Claire Oshetsky and Wayétu Moore were selected as winners for their ability to write imaginatively about harsh realities and challenge myths about motherhood and immigration, respectively.
Stanford, CA--Chouette (Ecco, 2021) a novel by Claire Oshetsky, and The Dragons, the Giant, the Women (Graywolf Press, 2020), a memoir by Wayétu Moore, are the recipients of the 2022 William Saroyan International Prize for Writing administered by Stanford Libraries and the William Saroyan Foundation. The biennial prize honors the life and legacy of novelist, playwright, and short-story author William Saroyan by encouraging and recognizing new and emerging writers.
Michael A. Keller, the Ida M. Green University Librarian at Stanford, announced awards of $5,000 to each winner and remarked, “These two books are fascinating and so obviously the results of serious and sustained creative effort by their authors that we are enormously pleased to continue the tradition of recognizing such new authors, hopefully to help them propel their literary careers.”
Claire Oshetsky, winner in the fiction category, lives in California and has published works in Salon, Wired, and the New York Times. Her debut novel, Chouette, which was also longlisted for the 2022 Pen/Faulkner Award for Fiction, deftly blends a dream of an owl, introduced in the very first sentence, with the reality of mothering a child with a congenital disorder.
The San Francisco Chronicle praised Chouette as “surrealism at its best” and as a book that “forces parents to consider their relationship with their children,” while the Saroyan Prize fiction judges summarized it as “a surreal and rollicking feminist tour de force about motherhood, marriage, and family.”
The finalists in fiction were A Sense of the Whole (Orison Books, 2020), stories by Siamak Vossoughi and The Office of Historical Corrections (Riverhead Books, 2020), a novella and stories by Danielle Evans. In the spirit of Saroyan’s depictions of Armenian Americans, their stories abound with Iranian American, Black, and multiracial characters whose encounters and experiences resonate universally.

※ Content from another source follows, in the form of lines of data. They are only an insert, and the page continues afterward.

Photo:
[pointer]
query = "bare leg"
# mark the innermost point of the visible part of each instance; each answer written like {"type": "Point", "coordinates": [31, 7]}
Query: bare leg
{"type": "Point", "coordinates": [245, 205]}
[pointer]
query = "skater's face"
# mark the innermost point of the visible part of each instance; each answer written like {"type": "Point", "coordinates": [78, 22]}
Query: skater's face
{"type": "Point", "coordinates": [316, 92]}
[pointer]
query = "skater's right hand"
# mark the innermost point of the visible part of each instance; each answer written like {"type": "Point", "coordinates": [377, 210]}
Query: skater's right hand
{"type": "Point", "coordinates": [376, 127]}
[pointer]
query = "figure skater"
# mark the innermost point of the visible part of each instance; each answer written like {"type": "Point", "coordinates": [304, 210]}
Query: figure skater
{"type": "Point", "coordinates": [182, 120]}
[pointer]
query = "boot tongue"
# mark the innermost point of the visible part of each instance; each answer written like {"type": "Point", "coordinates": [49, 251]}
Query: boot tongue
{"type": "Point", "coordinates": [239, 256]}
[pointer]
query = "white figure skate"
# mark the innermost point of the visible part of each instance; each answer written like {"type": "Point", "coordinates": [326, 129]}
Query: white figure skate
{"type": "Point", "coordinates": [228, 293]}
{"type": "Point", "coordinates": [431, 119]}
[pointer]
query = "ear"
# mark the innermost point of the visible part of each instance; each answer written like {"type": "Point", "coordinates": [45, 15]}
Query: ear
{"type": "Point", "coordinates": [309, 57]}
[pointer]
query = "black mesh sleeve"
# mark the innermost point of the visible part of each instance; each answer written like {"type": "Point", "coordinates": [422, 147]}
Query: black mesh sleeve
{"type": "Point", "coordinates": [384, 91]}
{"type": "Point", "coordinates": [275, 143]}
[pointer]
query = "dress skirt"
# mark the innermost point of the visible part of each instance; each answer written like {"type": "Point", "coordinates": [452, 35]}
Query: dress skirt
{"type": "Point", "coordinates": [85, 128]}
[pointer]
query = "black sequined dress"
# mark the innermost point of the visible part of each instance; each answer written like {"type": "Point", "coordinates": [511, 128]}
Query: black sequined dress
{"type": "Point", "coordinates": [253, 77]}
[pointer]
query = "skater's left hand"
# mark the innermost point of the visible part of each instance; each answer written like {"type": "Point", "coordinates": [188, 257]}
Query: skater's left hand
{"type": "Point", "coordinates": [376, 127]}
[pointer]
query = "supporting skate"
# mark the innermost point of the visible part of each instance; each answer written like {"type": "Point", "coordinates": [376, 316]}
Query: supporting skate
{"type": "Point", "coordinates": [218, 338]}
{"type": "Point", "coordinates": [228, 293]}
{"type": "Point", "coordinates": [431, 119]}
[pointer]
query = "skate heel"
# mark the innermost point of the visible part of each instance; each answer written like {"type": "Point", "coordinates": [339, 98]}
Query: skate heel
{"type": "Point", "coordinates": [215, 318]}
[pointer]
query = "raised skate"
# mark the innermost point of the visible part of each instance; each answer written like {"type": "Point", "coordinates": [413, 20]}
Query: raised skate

Wayétu Moore, winner in the nonfiction category, published her first book, She Would Be King, in 2018. It was named a best book of 2018 by Publishers Weekly, Booklist, Entertainment Weekly, and BuzzFeed. Her writing can be found in the Paris Review, Guernica, and the Atlantic, among other publications. Moore is a graduate of Howard University, Columbia University, and the University of Southern California.
The New York Times Book Review wrote of Moore’s The Dragons, the Giant, the Women: “This memoir adds an essential voice to the genre of migrant literature, challenging false popular narratives that migration is optional, permanent and always results in a better life.”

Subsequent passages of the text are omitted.